Hi, does Qiime2 already have plugins for alternative ordination techniques to PCoA like t-SNE or UMAP? I might have a bachelor student interested in implementing a plugin for this studies. Would that be welcome, or are there already other ongoing efforts?
Thanks for reaching out.
t-SNE: this has been on my mind for a while, I’ve been meaning to wrap in q2-sample-classifier but have not gotten around to starting on it. I’d welcome you to grab that issue or make a new plugin for this!
UMAP: a quick googling shows me that @gwarmstrong may be working on a plugin for this — @gwarmstrong is that still in development? let us know if @Stefan can get involved!
Hi @Nicholas_Bokulich, thanks for the prompt reply. I very much like the interactive exploration via Emperor, thus I thought to have something to replace https://docs.qiime2.org/2020.2/plugins/available/diversity/pcoa/ with either t-SNE or UMAP (and maybe others as well). What would be the best place to add this functionality? Which hyperparameters shoud we explose? I figure it would be best to wrap https://scikit-learn.org/stable/modules/generated/sklearn.manifold.TSNE.html
@gwarmstrong any help is very welcome. Let me know if you already made some design decisions for UMAP, we might just want to copy and paste to ensure a consistent API.
Indeed! I like your plan, and having these methods output an ordination result of some kind would allow you to use this as input for emperor or other methods — note that q2-emperor takes a
PCoAResults artifact as input, so let’s get @yoshiki and @ebolyen in on this conversation: should we change emperor to accept a different sort of input, e.g.,
OrdinationResults? Or cheat and have t-SNE/UMAP output a
As I mentioned, you would be very welcome to put this in q2-sample-classifier following that open issue above unless if you wanted to create your own new plugin for this.
Sounds good, that’s what I was planning to use in sample classifier. I think all of the options for
sklearn.manifold.TSNE are worth exposing, but set useful defaults so that users don’t need to fiddle too much to get something usable.
I’d recommend accepting a distance matrix as input… then any distance metric can be used, including metrics like unifrac that aren’t available in sklearn. Actually, accepting a
PCoAResults artifact as input could also be useful (per the note on that page that “It is highly recommended to use another dimensionality reduction method…”). So many possibilities!
I like the idea of displaying t-SNE results using Emperor. The
OrdinationResults object is rather flexible, and can probably do the job. However, I think it would also be fine to use a different format if that made more sense. In terms of the type, I think having a
DimensionalityReduction parent type might make sense. Worst case, we can always have a
qiime emperor plot-tsne visualization and handle a new type directly.
I am happy to help with testing, and debugging any visual artifacts that might come up on the plotting side of things.
Regarding the type: I think the sklearn vocable is “embedding” as a general result from any dimensionality reduction method.
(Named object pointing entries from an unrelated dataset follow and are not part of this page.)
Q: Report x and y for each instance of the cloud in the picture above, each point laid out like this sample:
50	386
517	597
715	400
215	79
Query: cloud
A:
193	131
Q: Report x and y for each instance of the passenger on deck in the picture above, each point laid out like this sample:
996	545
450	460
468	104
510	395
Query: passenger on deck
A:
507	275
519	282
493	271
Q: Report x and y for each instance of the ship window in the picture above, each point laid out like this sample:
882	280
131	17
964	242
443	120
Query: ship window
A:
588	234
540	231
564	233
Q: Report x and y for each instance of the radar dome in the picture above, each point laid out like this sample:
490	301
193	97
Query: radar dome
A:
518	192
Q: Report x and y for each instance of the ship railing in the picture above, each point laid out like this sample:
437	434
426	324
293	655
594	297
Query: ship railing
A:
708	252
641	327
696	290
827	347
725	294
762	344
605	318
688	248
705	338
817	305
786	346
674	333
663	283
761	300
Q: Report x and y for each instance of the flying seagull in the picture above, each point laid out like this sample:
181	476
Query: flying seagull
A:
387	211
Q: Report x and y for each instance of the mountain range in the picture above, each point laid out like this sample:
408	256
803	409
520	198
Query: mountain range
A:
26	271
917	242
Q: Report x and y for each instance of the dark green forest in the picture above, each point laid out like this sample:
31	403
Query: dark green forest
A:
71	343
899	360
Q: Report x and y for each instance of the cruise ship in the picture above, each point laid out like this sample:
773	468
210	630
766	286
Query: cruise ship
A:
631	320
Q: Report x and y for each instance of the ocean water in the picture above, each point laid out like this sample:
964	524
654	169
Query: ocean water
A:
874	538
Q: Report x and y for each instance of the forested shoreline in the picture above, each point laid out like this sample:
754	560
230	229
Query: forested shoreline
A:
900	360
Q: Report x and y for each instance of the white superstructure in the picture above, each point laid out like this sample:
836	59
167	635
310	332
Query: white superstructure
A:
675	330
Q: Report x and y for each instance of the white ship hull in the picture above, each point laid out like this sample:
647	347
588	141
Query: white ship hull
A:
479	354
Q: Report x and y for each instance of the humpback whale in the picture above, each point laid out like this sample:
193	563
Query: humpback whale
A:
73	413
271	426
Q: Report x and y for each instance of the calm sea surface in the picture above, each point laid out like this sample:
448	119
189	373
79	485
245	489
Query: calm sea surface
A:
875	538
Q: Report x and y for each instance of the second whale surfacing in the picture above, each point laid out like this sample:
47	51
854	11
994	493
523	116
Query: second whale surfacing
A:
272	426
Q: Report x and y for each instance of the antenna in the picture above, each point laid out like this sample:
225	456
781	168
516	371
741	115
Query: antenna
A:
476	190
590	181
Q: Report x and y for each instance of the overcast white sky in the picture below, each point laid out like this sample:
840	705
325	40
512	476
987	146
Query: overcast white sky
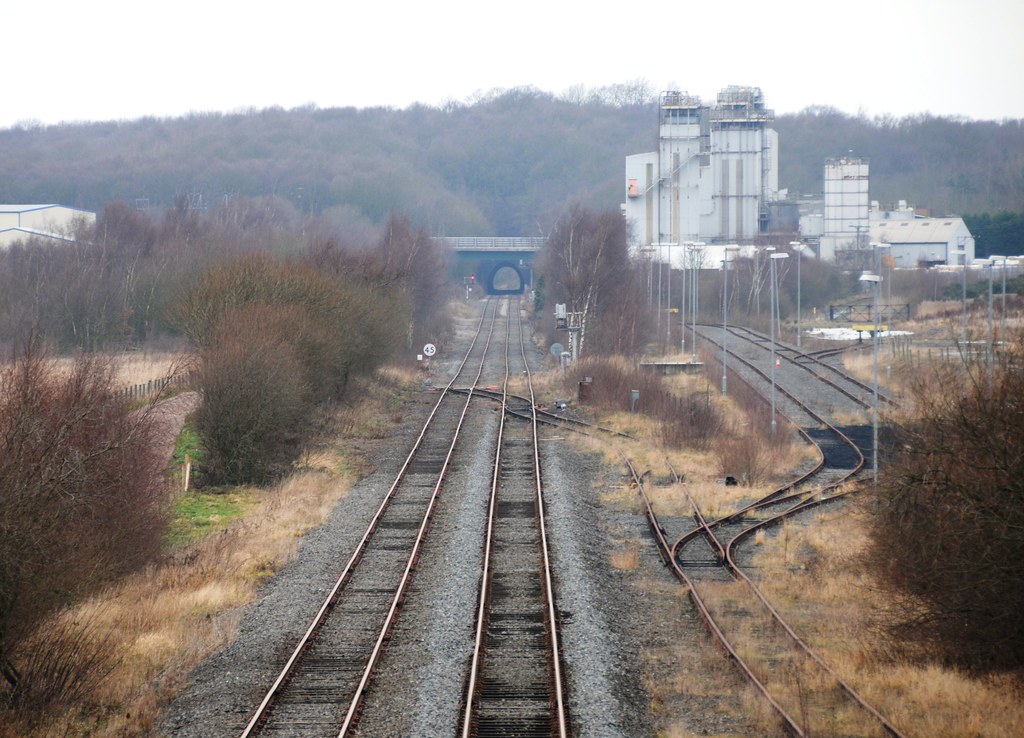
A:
113	59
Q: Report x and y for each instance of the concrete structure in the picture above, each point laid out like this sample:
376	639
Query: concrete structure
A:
484	257
922	242
710	180
844	236
20	222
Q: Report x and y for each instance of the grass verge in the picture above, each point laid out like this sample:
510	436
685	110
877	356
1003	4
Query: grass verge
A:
221	547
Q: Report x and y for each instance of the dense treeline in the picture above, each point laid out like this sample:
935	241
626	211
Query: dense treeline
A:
1000	233
285	316
506	164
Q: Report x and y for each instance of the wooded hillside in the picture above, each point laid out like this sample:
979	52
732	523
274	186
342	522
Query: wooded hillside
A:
508	164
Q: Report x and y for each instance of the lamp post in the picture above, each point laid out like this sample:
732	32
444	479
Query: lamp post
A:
725	316
771	320
879	248
872	280
963	254
797	249
687	251
697	248
1003	313
668	319
992	258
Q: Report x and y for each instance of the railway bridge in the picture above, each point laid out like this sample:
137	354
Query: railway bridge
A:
499	265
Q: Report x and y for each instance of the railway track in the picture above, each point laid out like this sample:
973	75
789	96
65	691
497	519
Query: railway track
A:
323	688
813	363
515	685
805	693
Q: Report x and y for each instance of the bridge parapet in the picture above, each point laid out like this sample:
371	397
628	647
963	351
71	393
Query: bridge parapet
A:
502	244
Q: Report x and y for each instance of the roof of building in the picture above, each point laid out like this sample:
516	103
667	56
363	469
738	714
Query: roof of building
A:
9	234
25	208
919	230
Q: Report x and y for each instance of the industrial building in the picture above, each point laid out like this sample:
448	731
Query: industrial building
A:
712	177
845	220
857	233
20	222
914	242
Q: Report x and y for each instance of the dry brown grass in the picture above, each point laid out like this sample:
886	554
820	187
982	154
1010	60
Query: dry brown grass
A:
194	601
809	572
140	366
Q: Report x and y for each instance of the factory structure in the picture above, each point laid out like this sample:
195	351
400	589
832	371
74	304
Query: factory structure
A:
714	180
712	176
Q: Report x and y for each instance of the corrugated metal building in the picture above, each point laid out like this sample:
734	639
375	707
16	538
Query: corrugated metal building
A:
20	222
923	242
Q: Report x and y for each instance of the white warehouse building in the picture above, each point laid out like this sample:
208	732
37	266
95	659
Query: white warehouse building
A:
711	179
49	221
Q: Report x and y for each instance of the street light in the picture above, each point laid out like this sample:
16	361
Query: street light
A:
872	280
697	247
798	249
878	250
725	314
668	320
992	258
963	253
687	247
771	320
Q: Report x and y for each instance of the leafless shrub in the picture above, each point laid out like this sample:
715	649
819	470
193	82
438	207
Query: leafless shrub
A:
82	494
60	663
947	533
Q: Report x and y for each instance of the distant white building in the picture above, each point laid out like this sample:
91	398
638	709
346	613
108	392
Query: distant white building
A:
20	222
711	179
912	242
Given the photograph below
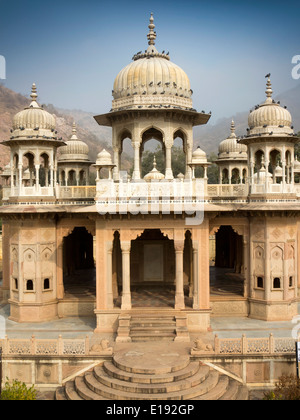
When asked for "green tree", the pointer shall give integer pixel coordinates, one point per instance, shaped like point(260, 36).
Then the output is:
point(17, 391)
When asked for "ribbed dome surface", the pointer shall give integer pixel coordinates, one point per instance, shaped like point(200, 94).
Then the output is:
point(75, 149)
point(151, 79)
point(33, 120)
point(230, 148)
point(150, 76)
point(270, 117)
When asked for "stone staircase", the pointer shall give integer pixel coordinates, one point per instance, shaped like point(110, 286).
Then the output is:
point(180, 380)
point(152, 326)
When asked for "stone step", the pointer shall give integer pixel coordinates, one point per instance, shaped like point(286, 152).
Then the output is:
point(150, 328)
point(188, 371)
point(243, 394)
point(152, 336)
point(84, 391)
point(216, 392)
point(71, 391)
point(232, 391)
point(113, 394)
point(117, 384)
point(60, 394)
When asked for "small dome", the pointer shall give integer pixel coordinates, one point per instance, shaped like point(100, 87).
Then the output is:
point(104, 159)
point(278, 171)
point(33, 120)
point(199, 156)
point(231, 149)
point(75, 149)
point(261, 176)
point(270, 117)
point(296, 165)
point(154, 174)
point(152, 78)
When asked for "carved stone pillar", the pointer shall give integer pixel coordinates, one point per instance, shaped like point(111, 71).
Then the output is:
point(126, 294)
point(169, 172)
point(110, 298)
point(195, 276)
point(179, 296)
point(136, 171)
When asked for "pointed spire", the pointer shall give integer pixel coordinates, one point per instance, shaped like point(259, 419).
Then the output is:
point(154, 162)
point(152, 34)
point(74, 132)
point(269, 90)
point(33, 96)
point(232, 129)
point(33, 92)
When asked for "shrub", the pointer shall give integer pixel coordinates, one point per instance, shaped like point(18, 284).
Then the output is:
point(287, 389)
point(17, 391)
I don’t want to break the current q2-Emperor input, but too me it looks like we would make q2-Emperor accept either an
embedding (sklearn speech) or an
OrdinationResult (skbio speech). Technically, the current format for Emperor should directly support t-SNE, MDS or others. I would welcome @Nicholas_Bokulich making a decision here as you have the best overview of whole data types in q2.
@yoshiki thanks for your help! From what I saw, t-SNE and UMAP are typically used to produce 2D plots. I tried it with Emperor and it worked, however the default spheres have a too big default radius. Is there a way to default to a smaller one, maybe via the inputfile?
@ebolyen and I chatted out-of-loop and we think that you should just output a
PCoAResults artifact for now… we can always update the method and q2-emperor later on to output/input a specific
tSNEOrdination or some other more specific type later on if necessary.
I have not actively been developing the plugin since the initial prototype a few months back. I would be happy to provide input on what I have done!
I think the author’s implementation and documentation of UMAP is a good place to start. IIRC, there are upwards of 20 parameters to
umap.UMAP, you probably really only need the basic parameters:
min_dist to start. I would also recommend using
random_state for reproducibility.
I am not sure that a consistent API with what I wrote is really necessary, AFAIK no one is using the plugin-draft I wrote.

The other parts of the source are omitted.